Created attachment 49154
  --> https://gcc.gnu.org/bugzilla/attachment.cgi?id=49154&action=edit
Code that produces bug

Hi,

if a for loop contains two OpenMP worksharing constructs which specify
different values in their num_threads clauses, thread pooling seems not to be
working correctly. 

E.g., the first worksharing construct has num_threads(2) and the second
num_threads(4). The expected behavior would be that a total of 4 threads is
created. The first worksharing construct uses 2 of these threads and the second
all of them. 

However, this seems not be the case. While thread pooling seems to work for the
first worksharing construct, it fails for the second. Every time the second
worksharing construct is executed, 2 new threads are created. This causes
significant overhead.

For clarification: There is no nested parallelism.

The attached code can be used to reproduce the bug. The code can be compiled
into 4 different versions using conditional compilation:

1. no OpenMP
gcc -O3 -I. -Wall -g -DPRINT_TID mwe2_woMPI.c -o mwe2_woMPI

2. worksharing construct foo only
gcc -O3 -I. -Wall -g -DPRINT_TID -DPRAGMA_FOO -fopenmp mwe2_woMPI.c -o
mwe2_woMPI_foo

3. worksharing construct bar only
gcc -O3 -I. -Wall -g -DPRINT_TID -DPRAGMA_BAR -fopenmp mwe2_woMPI.c -o
mwe2_woMPI_bar

4. both worksharing constructs
gcc -O3 -I. -Wall -g -DPRINT_TID -DPRAGMA_FOO -DPRAGMA_BAR -fopenmp
mwe2_woMPI.c -o mwe2_woMPI_foobar

I analyzed the output of the different versions which contains the thread id
for every iteration. Each worksharing construct in isolation works correctly
and 2 or 4 threads are created, respectively. However, if both worksharing
constructs are used at the same time, the first worksharing construct uses 2
different threads and the second 22 different threads.

GCC versions 8.3, 9.2. and 10.2 all show this behavior. I also compiled the
code with clang 10.1 and icc 19.4 which both handle the case correctly.

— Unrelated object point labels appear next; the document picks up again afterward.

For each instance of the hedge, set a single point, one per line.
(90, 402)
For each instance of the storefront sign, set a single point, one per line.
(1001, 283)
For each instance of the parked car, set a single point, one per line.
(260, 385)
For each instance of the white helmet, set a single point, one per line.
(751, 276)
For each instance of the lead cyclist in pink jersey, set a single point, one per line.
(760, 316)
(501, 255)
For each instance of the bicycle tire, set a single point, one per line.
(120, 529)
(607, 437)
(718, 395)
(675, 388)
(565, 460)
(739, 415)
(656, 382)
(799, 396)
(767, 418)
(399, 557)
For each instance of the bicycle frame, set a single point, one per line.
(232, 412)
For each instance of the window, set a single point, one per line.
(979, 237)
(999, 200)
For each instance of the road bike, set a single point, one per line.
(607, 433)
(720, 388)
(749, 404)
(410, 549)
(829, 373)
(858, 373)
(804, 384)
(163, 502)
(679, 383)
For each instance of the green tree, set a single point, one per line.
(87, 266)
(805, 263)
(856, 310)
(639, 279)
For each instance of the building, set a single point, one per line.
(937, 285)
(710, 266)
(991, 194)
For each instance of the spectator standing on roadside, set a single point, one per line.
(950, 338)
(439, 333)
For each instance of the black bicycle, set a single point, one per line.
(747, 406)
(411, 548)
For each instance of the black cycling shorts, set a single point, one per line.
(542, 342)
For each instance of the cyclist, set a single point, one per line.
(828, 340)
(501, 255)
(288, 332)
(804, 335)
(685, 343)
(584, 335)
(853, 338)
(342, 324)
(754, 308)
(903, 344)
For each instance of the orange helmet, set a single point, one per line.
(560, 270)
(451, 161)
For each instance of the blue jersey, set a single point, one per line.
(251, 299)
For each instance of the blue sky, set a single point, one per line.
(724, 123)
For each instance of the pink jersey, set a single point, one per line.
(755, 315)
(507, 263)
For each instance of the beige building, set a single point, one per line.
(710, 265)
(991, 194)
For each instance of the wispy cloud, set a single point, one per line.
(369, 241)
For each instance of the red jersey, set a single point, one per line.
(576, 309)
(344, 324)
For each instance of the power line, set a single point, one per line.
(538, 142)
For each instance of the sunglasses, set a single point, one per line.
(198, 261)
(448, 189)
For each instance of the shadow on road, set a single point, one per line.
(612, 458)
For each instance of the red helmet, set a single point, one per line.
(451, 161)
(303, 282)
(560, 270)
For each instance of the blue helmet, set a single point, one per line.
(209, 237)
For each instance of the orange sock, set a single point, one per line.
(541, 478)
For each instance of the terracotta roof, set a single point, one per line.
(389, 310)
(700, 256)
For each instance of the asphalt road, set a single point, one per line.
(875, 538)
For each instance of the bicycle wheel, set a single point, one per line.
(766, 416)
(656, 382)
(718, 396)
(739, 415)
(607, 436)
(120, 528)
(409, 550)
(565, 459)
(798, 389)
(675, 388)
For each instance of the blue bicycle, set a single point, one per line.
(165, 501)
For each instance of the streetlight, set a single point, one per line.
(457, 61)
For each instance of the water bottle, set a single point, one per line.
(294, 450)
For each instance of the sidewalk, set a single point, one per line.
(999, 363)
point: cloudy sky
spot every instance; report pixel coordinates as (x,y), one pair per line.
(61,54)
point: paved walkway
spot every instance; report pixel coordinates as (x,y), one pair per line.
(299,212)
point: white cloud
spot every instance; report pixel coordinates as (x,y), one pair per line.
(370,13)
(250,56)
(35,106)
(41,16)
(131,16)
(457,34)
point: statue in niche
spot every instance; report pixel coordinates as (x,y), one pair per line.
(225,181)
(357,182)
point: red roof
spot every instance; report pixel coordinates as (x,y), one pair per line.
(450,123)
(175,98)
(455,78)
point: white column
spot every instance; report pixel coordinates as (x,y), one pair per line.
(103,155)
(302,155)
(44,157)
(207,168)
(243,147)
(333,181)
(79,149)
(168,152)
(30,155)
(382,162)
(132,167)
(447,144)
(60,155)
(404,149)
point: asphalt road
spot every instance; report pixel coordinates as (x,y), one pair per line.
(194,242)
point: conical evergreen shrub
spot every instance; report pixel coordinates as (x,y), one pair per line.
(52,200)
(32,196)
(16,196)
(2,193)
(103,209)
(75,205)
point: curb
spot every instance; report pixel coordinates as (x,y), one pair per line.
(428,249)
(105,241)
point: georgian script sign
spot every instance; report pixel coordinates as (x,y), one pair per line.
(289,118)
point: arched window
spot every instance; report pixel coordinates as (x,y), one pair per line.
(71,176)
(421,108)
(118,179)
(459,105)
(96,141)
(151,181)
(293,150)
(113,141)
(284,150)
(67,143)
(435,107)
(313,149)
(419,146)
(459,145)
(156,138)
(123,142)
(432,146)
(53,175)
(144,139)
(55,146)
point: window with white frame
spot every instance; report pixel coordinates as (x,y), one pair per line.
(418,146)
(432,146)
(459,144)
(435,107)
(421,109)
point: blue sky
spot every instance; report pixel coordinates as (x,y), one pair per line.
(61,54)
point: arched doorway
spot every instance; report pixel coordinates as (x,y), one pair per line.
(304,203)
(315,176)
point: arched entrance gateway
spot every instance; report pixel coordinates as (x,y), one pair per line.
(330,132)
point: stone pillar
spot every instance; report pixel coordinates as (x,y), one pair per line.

[Bug c/96844] OpenMP: two worksharing constructs with different num_threads clauses break thread pooling

2020-08-29 Thread mority at posteo dot net
https://gcc.gnu.org/bugzilla/show_bug.cgi?id=96844

--- Comment #1 from Moritz Fischer  ---
Created attachment 49155
  --> https://gcc.gnu.org/bugzilla/attachment.cgi?id=49155&action=edit
python script to count number of different threads used for each worksharing
construct